【 SPEECH 】Text Mining in Accounting
Written by Oliver Pan
On May 19, 2025, the Financial Statement Analysis course at National Sun Yat-Sen University, coordinated by Professor Wil Martens, hosted a lecture by Ph.D. graduate Andrew Argue. Andrew applies natural language processing to study how firms position themselves, using examples from crowdfunding platforms and Foodpanda to illustrate the concept of “optimal distinctiveness.”
He demonstrated how to extract the “Management Discussion and Analysis” section from SEC filings using Python or WRDS to perform sentiment classification, helping students overcome data-sourcing challenges.

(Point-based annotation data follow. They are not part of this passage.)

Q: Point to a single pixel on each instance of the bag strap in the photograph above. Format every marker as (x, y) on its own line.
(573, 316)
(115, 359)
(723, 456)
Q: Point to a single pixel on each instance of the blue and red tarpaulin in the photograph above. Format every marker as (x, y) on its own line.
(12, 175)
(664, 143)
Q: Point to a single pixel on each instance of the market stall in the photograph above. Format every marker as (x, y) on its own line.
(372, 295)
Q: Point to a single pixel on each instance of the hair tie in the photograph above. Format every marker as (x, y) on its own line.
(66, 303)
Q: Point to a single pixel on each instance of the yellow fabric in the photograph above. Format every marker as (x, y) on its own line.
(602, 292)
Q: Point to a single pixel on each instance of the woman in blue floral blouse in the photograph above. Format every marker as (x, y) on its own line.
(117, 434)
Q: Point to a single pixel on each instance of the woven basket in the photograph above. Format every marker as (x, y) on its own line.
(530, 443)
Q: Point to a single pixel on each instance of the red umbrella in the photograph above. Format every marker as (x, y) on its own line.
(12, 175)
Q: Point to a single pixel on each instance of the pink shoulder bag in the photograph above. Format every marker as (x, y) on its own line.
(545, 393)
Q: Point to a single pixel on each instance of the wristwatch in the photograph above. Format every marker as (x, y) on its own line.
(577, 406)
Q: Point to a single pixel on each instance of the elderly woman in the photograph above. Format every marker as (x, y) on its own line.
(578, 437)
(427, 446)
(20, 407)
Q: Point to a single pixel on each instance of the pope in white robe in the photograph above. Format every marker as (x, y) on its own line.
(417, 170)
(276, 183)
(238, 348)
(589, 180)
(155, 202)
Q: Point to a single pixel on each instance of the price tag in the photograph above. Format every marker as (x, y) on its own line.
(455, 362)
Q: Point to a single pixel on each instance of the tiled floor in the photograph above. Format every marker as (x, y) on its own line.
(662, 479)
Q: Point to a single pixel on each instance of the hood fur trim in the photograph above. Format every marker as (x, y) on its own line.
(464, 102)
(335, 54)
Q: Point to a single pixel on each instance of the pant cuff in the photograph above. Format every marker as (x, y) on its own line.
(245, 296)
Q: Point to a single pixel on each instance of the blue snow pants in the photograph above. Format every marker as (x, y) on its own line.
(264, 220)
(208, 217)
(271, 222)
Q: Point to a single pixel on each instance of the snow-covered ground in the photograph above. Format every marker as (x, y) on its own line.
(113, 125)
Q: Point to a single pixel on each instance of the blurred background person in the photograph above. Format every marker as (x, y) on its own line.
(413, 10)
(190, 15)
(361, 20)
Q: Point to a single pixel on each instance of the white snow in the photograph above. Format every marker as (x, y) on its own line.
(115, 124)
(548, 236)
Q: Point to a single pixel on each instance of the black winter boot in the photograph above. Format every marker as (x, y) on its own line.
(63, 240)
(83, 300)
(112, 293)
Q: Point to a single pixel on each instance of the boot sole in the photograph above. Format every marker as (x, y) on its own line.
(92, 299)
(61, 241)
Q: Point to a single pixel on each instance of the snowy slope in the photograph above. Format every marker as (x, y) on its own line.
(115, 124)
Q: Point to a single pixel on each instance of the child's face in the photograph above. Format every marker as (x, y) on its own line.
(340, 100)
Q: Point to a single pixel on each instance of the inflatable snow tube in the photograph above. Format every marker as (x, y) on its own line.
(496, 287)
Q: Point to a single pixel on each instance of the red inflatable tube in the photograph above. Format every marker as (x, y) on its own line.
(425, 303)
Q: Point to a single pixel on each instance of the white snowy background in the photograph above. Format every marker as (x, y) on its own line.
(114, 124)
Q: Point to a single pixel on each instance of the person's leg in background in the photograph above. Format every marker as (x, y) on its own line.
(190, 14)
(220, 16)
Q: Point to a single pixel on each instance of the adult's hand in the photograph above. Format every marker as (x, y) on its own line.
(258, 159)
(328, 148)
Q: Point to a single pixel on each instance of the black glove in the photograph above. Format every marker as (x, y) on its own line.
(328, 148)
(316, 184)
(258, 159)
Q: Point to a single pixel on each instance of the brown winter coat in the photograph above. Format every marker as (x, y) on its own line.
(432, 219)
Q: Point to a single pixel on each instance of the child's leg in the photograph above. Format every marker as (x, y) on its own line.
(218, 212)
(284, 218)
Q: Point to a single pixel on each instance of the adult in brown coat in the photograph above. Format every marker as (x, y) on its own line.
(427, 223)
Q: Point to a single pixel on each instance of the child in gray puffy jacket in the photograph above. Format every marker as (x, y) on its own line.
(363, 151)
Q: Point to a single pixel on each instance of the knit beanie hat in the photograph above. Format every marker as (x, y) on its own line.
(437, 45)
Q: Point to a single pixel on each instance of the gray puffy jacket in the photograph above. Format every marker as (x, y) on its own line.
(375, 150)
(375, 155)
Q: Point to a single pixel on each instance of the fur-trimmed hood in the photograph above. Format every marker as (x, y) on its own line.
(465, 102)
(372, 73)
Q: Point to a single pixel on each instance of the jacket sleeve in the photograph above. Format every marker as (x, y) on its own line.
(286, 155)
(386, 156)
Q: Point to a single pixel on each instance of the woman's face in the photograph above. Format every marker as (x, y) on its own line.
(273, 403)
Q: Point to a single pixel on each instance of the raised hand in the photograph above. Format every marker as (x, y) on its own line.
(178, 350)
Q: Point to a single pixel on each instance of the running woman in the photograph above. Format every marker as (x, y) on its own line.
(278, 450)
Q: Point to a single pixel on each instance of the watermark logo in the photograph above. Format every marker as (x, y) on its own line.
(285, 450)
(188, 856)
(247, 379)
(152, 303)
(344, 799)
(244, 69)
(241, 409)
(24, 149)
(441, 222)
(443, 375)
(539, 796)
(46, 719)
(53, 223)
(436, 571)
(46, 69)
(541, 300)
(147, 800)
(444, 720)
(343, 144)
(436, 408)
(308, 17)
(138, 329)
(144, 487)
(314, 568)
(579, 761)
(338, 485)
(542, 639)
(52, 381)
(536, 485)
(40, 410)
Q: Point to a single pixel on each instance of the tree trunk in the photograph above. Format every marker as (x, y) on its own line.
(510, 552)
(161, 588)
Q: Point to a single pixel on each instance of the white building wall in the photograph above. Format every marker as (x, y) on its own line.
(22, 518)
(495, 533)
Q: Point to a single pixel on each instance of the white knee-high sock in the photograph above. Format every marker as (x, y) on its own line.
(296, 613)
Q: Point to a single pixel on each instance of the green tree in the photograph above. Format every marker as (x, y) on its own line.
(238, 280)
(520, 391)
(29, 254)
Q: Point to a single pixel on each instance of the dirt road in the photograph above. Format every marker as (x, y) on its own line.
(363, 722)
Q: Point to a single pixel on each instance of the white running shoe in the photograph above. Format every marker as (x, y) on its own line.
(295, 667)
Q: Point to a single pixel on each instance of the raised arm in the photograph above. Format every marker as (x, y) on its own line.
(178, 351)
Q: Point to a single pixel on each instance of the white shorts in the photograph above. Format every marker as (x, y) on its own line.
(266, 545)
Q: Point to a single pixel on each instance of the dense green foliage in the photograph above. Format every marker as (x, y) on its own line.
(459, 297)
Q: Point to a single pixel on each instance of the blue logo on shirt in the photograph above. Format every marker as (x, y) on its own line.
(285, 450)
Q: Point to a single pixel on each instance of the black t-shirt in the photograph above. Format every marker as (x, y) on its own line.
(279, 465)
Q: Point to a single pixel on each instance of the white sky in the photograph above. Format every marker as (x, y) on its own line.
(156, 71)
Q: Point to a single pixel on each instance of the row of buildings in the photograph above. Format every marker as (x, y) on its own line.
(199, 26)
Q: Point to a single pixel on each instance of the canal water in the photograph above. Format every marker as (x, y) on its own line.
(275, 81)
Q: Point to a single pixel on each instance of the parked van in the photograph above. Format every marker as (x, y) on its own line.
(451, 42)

Next, Andrew outlined the text preprocessing pipeline—building a corpus, cleaning raw text, removing stop words, applying stemming/lemmatization, and tokenization—emphasizing the trade-off between speed and accuracy.
Finally, he showed how a manager’s tone during unscripted Q&A sessions in earnings calls can predict short-term stock movements under high uncertainty, cautioning that sentiment models serve as complements rather than replacements for numerical analysis. Students gained hands-on experience with text-cleaning techniques and plan to use Python libraries (e.g., NLTK, spaCy) to build their own sentiment-analysis workflows.